Sheryl Sandberg’s Perspective
Sheryl Sandberg is the chief operating officer at Facebook and international best-selling author of Lean In: Women, Work, and the Will to Lead.
Before Facebook, she was vice president of Global Online Sales and Operations at Google. She previously served as chief of staff for the United States Treasury Department and began her career as an economist with The World Bank.
Sheryl received a BA summa cum laude from Harvard University and an MBA with highest distinction from Harvard Business School.
Adam Grant’s Perspective
Adam Grant is a psychologist and Wharton’s top-rated professor. As the New York Times best-selling author of Originals: How Non-Conformists Move the World and Give and Take.
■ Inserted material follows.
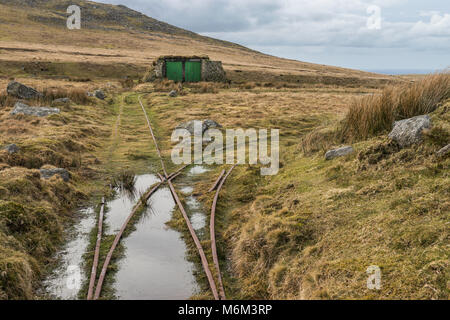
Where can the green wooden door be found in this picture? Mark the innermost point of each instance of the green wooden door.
(174, 71)
(193, 71)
As Wharton’s top-rated professor for five straight years, Adam is a leading expert on how we can find motivation and meaning, and live more generous and creative lives.
He has been recognized as one of the world’s twenty-five most influential management thinkers and received distinguished scholarly achievement awards from the American Psychological Association and the National Science Foundation.
Death in the family
Sandberg and her husband, Dave Goldberg, were on vacation, celebrating a friend’s birthday in Mexico, when he died. They had been married for 11 years and had two young children.
At the time of his death, the kids were staying back with Sandberg’s parents in California. After Dave was missing for a few hours, Sandberg and two other people found him unresponsive. He couldn’t be resuscitated, and it was a 30-minute ambulance ride to the nearest hospital. Dave died, as it turns out, instantly from a massive cardiac event, but Sandberg wouldn’t learn that until later.
Sandberg traveled back to California to give her kids the bad news, which was intensely upsetting for everyone. The funeral was incredibly hard too. Sandberg’s grief was almost unbearable, but still, she was intrigued when Adam Grant, a family friend and a psychologist, told her that resilience wasn’t an innate fixed trait but something that people can cultivate in themselves.
Each one of us is more than the worst thing we’ve ever done.
The Three Ps
The 3 Ps that most of us are not able to avoid:
- Personalization – Don’t blame yourself for what happened.
- Pervasiveness – Don’t assume that the tragedy will affect all areas of your life.
- Permanence – Don’t believe that the bad situation will never get better. Time heals all wounds.